Doc Index, Semantic Search & Agent Memory

Doc Index, Semantic Search & Agent Memory

SideCar uses three retrieval systems to improve accuracy and consistency:

  1. Doc Index — keyword-tokenized paragraph index over README / docs/ / wiki/. Fast, cheap, and tuned for human-written prose where exact term matches win.
  2. Semantic Search — ONNX all-MiniLM-L6-v2 embeddings over workspace files with cosine similarity. Tuned for code where embeddings match intent across files that share no keywords.
  3. Agent Memory — persistent pattern store that learns from successful tool invocations and injects relevant memories into future turns.

Note on naming: earlier docs called the Doc Index “RAG”, which was misleading — it’s a keyword paragraph index, not a retrieval-augmented-generation pipeline with embeddings, chunking, and reranking. The Semantic Search feature (below) uses real embeddings over code. A future retriever-fusion layer will merge results from both sources with reciprocal-rank scoring instead of concatenating them.

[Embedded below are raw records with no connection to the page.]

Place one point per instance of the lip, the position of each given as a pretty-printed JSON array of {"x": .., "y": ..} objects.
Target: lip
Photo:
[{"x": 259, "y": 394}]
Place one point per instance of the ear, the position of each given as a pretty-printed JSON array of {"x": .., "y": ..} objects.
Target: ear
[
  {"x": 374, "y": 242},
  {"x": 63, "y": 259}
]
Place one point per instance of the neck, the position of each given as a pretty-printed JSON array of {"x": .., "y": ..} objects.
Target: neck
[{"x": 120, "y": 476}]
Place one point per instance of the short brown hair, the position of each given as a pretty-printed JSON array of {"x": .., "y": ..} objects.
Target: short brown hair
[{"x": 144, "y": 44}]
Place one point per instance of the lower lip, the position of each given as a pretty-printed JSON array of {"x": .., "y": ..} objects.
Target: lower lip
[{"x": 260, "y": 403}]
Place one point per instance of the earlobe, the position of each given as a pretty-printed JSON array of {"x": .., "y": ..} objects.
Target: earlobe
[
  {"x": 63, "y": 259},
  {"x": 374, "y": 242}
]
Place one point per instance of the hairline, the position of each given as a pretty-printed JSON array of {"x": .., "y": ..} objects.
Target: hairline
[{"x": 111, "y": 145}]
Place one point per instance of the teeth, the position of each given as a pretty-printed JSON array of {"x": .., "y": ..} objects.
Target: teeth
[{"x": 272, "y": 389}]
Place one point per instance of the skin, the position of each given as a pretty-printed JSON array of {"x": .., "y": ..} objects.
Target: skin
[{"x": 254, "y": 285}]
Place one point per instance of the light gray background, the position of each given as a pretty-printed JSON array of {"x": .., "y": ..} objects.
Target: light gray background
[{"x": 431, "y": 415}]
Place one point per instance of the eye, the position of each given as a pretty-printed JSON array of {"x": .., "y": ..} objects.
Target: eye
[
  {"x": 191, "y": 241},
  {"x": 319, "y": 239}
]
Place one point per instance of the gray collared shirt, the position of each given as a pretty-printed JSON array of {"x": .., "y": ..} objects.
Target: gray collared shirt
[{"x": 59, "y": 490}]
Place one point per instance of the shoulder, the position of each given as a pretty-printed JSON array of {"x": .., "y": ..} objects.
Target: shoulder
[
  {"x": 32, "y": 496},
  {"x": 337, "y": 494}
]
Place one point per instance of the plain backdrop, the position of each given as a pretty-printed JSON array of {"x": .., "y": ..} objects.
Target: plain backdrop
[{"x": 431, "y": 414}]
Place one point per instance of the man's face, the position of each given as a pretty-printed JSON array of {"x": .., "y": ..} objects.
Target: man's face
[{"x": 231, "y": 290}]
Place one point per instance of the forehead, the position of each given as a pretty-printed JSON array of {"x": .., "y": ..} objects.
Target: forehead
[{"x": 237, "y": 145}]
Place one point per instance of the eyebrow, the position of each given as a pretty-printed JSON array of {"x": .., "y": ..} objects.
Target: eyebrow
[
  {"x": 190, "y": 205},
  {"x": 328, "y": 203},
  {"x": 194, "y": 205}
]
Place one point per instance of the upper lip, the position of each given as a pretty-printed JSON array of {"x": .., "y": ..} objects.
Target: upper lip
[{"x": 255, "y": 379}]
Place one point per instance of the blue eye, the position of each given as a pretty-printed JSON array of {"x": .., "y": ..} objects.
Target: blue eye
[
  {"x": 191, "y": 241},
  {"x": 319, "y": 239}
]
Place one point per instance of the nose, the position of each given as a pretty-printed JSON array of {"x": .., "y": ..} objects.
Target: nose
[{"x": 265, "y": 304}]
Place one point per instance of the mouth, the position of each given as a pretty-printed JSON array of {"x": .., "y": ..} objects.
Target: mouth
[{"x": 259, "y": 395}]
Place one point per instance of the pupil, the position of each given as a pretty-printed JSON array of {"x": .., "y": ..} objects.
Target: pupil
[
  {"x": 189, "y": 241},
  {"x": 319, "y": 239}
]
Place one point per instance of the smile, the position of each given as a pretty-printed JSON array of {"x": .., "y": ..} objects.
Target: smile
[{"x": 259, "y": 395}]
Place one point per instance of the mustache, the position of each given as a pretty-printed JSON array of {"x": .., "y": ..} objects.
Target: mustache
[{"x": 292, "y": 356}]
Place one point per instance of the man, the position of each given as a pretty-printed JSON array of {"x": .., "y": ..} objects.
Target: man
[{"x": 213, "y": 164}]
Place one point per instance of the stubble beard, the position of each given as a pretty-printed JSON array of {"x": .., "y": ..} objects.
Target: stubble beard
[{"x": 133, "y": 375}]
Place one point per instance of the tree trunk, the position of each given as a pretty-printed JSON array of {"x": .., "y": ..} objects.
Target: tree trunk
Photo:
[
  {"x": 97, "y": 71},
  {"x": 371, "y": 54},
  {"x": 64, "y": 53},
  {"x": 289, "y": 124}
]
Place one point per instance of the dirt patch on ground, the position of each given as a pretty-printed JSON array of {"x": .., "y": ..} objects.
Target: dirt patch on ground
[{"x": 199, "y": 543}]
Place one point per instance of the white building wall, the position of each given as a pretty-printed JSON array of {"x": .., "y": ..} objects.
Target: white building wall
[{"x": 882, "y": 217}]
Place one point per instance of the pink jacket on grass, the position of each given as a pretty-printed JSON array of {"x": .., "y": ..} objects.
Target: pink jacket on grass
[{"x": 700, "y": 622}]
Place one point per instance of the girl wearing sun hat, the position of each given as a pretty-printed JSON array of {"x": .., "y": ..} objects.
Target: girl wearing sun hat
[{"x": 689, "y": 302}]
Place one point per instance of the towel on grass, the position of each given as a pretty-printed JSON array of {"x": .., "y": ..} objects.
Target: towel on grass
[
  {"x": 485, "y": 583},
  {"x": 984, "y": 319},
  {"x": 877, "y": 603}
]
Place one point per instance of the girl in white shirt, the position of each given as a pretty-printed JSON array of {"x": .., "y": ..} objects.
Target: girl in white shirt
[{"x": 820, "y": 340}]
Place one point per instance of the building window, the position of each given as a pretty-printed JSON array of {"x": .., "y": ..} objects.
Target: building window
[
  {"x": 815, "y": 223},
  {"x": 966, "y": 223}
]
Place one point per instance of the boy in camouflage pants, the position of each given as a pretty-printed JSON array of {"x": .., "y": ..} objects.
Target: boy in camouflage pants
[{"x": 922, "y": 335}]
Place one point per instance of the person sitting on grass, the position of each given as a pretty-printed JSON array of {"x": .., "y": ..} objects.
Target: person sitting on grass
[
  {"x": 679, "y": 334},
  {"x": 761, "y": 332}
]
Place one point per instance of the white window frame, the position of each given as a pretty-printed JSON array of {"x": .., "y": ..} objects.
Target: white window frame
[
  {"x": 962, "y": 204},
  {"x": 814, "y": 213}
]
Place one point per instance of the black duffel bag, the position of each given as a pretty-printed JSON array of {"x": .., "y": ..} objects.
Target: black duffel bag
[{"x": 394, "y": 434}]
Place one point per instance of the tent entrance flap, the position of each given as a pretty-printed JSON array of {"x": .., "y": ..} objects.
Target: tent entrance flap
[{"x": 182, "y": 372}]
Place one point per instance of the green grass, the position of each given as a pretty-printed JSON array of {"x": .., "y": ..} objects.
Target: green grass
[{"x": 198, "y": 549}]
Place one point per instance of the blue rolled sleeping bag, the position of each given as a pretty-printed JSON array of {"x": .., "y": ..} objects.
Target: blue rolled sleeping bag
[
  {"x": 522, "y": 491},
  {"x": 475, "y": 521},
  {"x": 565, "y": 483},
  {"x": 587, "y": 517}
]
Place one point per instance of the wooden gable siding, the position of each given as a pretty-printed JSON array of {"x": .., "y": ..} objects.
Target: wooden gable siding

SideCar embeds your workspace files using a local ONNX model (all-MiniLM-L6-v2, 384-dimensional) and searches by cosine similarity. This means a query like “authentication logic” finds src/auth/jwt.ts even when there’s no keyword match in the file path or conversation history.

How it works

  1. Indexing — after the workspace index is built, SideCar downloads the embedding model (~23MB, cached in .sidecar/cache/models/) and embeds each file’s path + first 2048 characters
  2. Caching — embeddings are stored as a binary Float32Array in .sidecar/cache/embeddings.bin with content hashes, so files are only re-embedded when they change
  3. Querying — each user message is embedded and compared against all file vectors by cosine similarity
  4. Scoring — semantic similarity is blended with heuristic scoring (path matching, recency, conversation context) using a configurable weight (default 0.6)

Configuration

Setting Default Description
sidecar.enableSemanticSearch true Enable ONNX-based semantic file search
sidecar.semanticSearchWeight 0.6 Blend ratio (0 = keyword only, 1 = embeddings only)

The model loads lazily in the background. Until it’s ready, SideCar falls back to keyword-based scoring with no impact on usability.

Doc Index: Automatic Documentation Retrieval

What It Does

The Doc Index automatically discovers and indexes your project’s documentation, then retrieves relevant sections for every user message using keyword scoring. This helps the agent understand your project’s conventions, architecture, and best practices without requiring you to manually paste documentation into every chat.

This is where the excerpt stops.